The CNN-News18 crew cover the Sabarimala objection was attacked by a mob at the Nilakkal base camp, the main gateway to the hill shrine, on Wednesday in a cowardly tactic designed to intimidate women devotees ahead of the temple’s opening at 5pm.

Anti-women protesters surrounded the car in which News18’s reporter Radhika Ramaswamy was travelling and abused her verbally, asking her to turn back. Even as cops at the spot looked on, more protesters joined in.

They tried to pull her out, attacked the car, broke the window panes and hit the vehicles with sticks. The goons also vandalised the camera equipment that the crew was carrying.

Recounting the horror, Radhika said that there were “2-3 cops when the incident happened. I was calling out for help and the police did not stop the mob.”

She said the protesters continued to attack even after she told them they would turn back.

“We were on our way to Pamba when we were surrounded by a mob. The mob stopped us saying I am a female reporter… When I citied the SC order, they attacked us. They continued to attack even when we told them that we are leaving,” she said.

Kerala DGP Lokanath Behara has said that an FIR has been registered and promised that the culprits would be arrested soon.

Two reporters – one from The News Minute and one from the Republic TV – were also attacked by the anti-women protesters.

The News Minute reporter was on a state transport bus carrying devotees to Sabarimala, when a mob of 20 men surrounded the bus at Pamba and tried to pull her out. One person in the mob had kicked her on the spine, the News Minute reported.

The news website said the goons, who were trying to pass them off as devotees, have now surrounded the police station where the reporter was taken.

Republic TV in a tweet said that a 100-strong mob smashed the car of the channel’s south India bureau chief Pooja Prasanna. ‘The mob of anti-women Sabarimala protesters had snatched batons from the police and attacked the television crew. Ms Prasanna is safe,” it wrote on Twitter.

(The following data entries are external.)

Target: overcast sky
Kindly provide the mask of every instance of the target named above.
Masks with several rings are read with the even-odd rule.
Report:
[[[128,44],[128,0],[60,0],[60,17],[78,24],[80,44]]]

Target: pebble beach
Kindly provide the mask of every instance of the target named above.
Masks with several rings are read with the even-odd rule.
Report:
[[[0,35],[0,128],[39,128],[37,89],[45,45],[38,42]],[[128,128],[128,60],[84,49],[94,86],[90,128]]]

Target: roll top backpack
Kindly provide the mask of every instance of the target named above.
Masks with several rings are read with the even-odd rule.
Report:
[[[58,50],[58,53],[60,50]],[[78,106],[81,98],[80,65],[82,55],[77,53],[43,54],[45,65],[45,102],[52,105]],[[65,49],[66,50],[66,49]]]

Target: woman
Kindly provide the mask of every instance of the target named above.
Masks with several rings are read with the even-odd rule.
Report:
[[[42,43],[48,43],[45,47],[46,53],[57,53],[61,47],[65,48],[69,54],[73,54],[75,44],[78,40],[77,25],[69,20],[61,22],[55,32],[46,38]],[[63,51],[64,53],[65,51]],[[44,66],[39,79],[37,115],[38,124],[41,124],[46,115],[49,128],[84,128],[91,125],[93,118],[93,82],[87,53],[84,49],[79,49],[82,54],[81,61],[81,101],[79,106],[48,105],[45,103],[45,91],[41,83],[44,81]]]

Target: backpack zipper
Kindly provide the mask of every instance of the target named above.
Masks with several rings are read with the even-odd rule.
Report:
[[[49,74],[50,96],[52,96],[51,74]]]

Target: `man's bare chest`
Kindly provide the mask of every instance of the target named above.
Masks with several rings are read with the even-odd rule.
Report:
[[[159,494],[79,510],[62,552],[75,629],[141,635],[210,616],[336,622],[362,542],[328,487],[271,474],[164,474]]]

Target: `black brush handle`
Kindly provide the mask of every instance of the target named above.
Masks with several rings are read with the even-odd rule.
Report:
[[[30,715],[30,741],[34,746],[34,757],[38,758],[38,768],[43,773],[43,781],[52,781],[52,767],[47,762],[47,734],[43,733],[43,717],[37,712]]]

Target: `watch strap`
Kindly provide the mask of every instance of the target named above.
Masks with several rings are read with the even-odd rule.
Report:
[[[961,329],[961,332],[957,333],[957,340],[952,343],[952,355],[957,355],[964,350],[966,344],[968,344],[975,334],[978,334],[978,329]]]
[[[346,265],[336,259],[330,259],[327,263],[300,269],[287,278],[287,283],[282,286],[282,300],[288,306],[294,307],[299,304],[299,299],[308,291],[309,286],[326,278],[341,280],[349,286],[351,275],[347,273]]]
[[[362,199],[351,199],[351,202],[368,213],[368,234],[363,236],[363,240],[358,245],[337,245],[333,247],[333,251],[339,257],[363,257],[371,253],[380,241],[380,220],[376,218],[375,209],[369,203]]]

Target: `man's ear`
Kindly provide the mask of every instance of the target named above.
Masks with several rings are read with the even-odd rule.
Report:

The numerous attacks have exposed the Kerala government’s assurances of providing security to women devotees making the trek to the hill shrine after the Supreme Court lifted the centuries-old ban on women of menstruating-age from entering the temple.

Although hundreds of police personnel are guarding the main gateway, they are clearly outnumbered by the protesters.

Some female worshippers were prevented from proceeding to the temple site on Wednesday, including a woman from Andhra Pradesh who braved the harassment and crossed the Pamba gateway but was forced to turn back along with her family.

Despite the attacks being caught on camera, Independent MLA PC George said no attack had taken place. “Whatever has happened to you is because of what you have done,” he said.

The Congress and the BJP, both protesting against the verdict, have condemned the attacks.

BJP MP Subramanian Swamy said PC George should be taken into custody immediately for his remarks. “What we are witnessing today is not only unbelievable; it is complete failure of the state government,” he said.